[新聞] JAL與AA擴大合作項目
Ref. http://goo.gl/CRUQN
Published: 21/01/2011
Japan Airlines (JAL) and American Airlines (AA) will enter a revenue sharing
scheme on transpacific flights from April 1, 2011, intended to bring enormous
benefits to both the carriers and their customers. The agreement was reached
after nearly a year of negotiations.
Facilitating the development was the US-Japan Open Skies Agreement, signed on
October 25 2010, and the anti-trust immunity granted to the carriers on
November 11, 2010.
Revenues will be split between the JAL and AA, regardless of which airline
passengers choose to use on transpacific routes. Sze Hunn Yap, JAL
spokesperson, said: “Because both airlines will share revenue earned on
these applicable flights regardless of which airline operates it, the two
airlines have incentives to sell seats on each others’ flights. It will be a
move from being competitors on the route to being collaborators.”
Initially, the move applies to 10 transpacific routes between Japan and North
America, but with plans to expand services across more routes. The current
destinations are key gateway cities, enabling passengers access to connecting
flights for other cities in Japan or the US.
The first JAL routes to begin services under this business model depart from
Narita to New York, Chicago, Los Angeles and Vancouver and from Haneda to San
Francisco, while AA will begin services between Narita and Dallas, New York,
Chicago and Los Angeles and Haneda to New York. Eventually, upon approval
from Chinese authorities, the two carriers will also include Beijing-Chicago,
Shanghai-Chicago and Shanghai-Los Angeles routes under the same stipulations.
In total, they plan to operate 123 codeshare routes with scope for further
expansion.
Yap said: “The two companies bring together their unique and complementing
strengths, which makes this a synergetic partnership that will benefit the
customers.” For its part, JAL offers the premium economy product that AA
does not have, while AA will contribute a large fleet of 900 aircraft. Both
also provide each other with extensive domestic networks.
Other than a larger network of destinations to choose from, the joint venture
provides travellers several other advantages, from easier booking facilities
and shared benefits for both loyalty programmes to more synchronised
schedules. Both carriers’ websites will share content, enable online booking
and check-in facilities for either of the carriers. Members of AAdvantage and
JAL Mileage Bank will also be able to partake in each other’s promotional
mileage schemes and earn or redeem miles on each others’ flights.
Yap stressed: “Both programmes will retain their individual loyalty
programs. American and JAL will remain as separate, individual brands so
American will maintain their AAdvantage program just as JAL will maintain its
own JAL Mileage Bank program.”
JAL and AA will synchronise their schedules to reduce connection time and
increase transit options to cities beyond the airport hubs. From March 27,
JAL will realign flight timings to increase convenience for onward connecting
flights, while AA will do the same for routes in the reverse direction from
April 5 onwards. For instance, the Narita-Chicago route will depart at 1100
instead of 1140, therefore arriving in Chicago at 0840, allowing passengers
to choose from 45 connecting flights within three hours of arrival as opposed
to the 43 that were available with the previous schedule.
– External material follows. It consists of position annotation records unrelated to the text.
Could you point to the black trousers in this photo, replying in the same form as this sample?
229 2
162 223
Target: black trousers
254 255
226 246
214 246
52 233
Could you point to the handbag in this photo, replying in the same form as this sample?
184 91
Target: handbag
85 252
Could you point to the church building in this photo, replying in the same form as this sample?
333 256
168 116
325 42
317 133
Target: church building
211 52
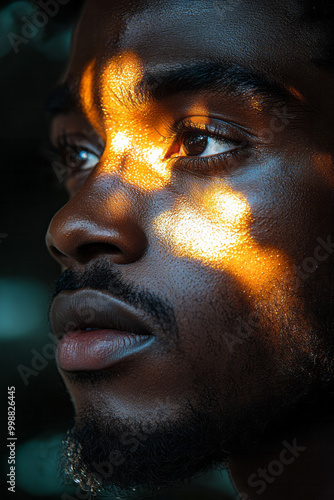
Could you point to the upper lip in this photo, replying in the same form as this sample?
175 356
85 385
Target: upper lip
87 308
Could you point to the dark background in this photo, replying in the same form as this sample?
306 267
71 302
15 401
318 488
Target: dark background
31 193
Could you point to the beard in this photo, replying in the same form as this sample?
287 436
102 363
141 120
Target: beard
130 457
Some changes at the airport will take place such as JAL and AA passengers
enjoying reciprocal lounge access and JAL relocating from Terminal 3 of
O'Hare International Airport to Terminal 5 to ensure seamless connections in
Chicago. The transfer is scheduled on March 27.
The joint venture is expected to enhance profitability for both carriers and
boost JAL’s corporate restructuring after it filed for bankruptcy last year.
According to JAL president, Masaru Onishi, the partnership is expected to
yield US$156 million in combined annual incremental benefits. JAL, in a bid
to make a comeback, also unveiled an updated version of its red-crown crane
logo as part of its restructuring project (see story here), which involved
cutting off several routes over the last year (see story here).